MacroGenics notes that an important mechanism of anti-HER2 monoclonal antibody action is mediation of Antibody Dependent Cellular Cytotoxicity (ADCC), in which the anti-HER2 antibody binds to tumor cells and then recruits immune cells, such as macrophages, through their FcRs. FcR-mediated mechanisms play a critical part in the effectiveness of targeted tumor antibodies, including anti-HER2 antibodies. Therefore, MacroGenics has optimized the important Fc region of margetuximab, improving the drug’s cell-killing properties compared with current anti-HER2 therapies (including trastuzumab). Specifically, it has increased binding to activating receptors and decreased binding to the inhibitory receptor on immune effector cells. As a result, MacroGenics believes margetuximab has potential for effectiveness in a broader population than are currently being treated with trastuzumab and may overcome resistance in populations who no longer respond to trastuzumab.

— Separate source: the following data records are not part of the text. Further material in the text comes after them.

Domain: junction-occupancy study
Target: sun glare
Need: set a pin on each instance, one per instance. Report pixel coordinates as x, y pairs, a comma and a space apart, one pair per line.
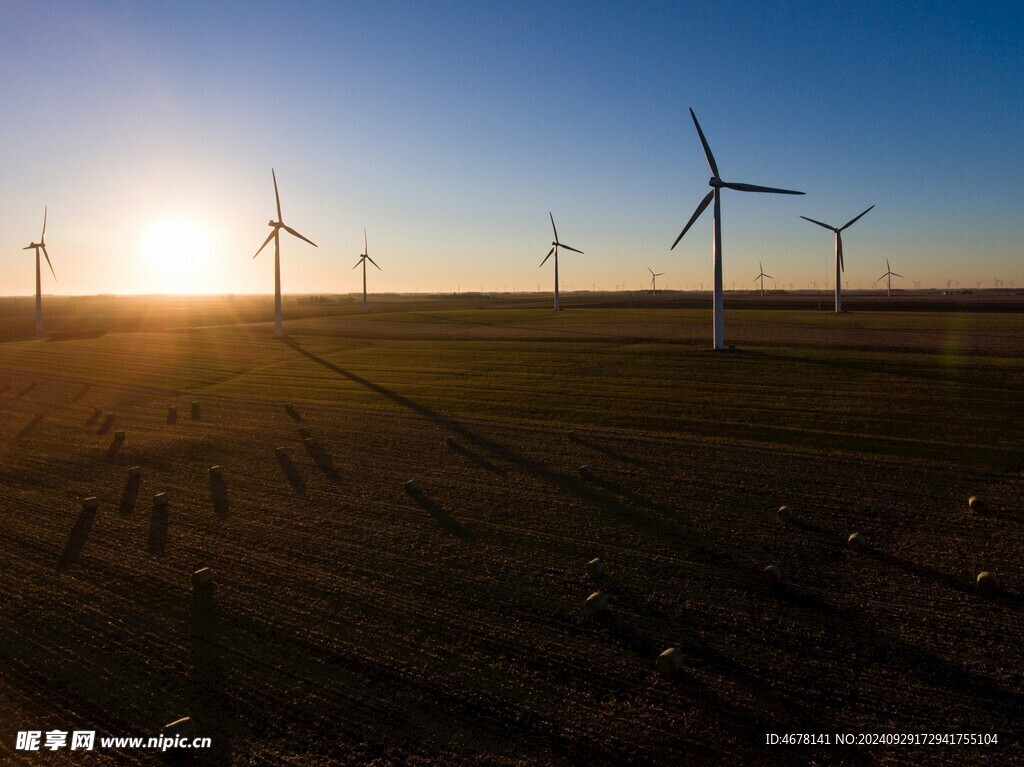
177, 257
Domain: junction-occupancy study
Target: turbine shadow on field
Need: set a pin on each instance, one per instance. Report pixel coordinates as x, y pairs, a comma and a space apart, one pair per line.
452, 525
77, 539
129, 496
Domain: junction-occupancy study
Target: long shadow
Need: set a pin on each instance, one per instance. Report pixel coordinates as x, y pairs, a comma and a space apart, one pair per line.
294, 478
129, 496
158, 528
450, 524
77, 539
610, 452
218, 495
30, 427
478, 460
209, 707
81, 393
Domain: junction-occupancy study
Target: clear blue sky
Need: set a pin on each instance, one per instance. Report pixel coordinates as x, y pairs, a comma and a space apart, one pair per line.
450, 130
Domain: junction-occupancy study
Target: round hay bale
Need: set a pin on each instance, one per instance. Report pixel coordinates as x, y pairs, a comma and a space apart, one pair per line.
596, 602
670, 663
202, 577
987, 583
771, 576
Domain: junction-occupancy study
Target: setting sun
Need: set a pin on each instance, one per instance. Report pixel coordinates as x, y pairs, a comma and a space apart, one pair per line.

Merck’s KEYTRUDA is a humanized monoclonal antibody that blocks the interaction between PD-1 and its ligands, PD-L1 and PD-L2. One way the immune system controls activity of T cells is through the PD-1 pathway. However, some cancer cells hide from T-cell attack by taking control of the PD-1 pathway. KEYTRUDA, by targeting the PD-1/PD-L1 pathway, helps the immune system do what it was meant to do: detect and fight cancer cells. However, KEYTRUDA can also cause the immune system to attack normal organs and tissues in many areas of the body and can affect the way they work. These problems can sometimes become serious or life-threatening. KEYTRUDA is approved for use with a companion diagnostic, the PD-L1 IHC 22C3 pharmDx test, the first test designed to detect PD-L1 expression in non-small cell lung tumors.
In 2014, KEYTRUDA was approved to treat patients with advanced melanoma following treatment with ipilimumab, a type of immunotherapy.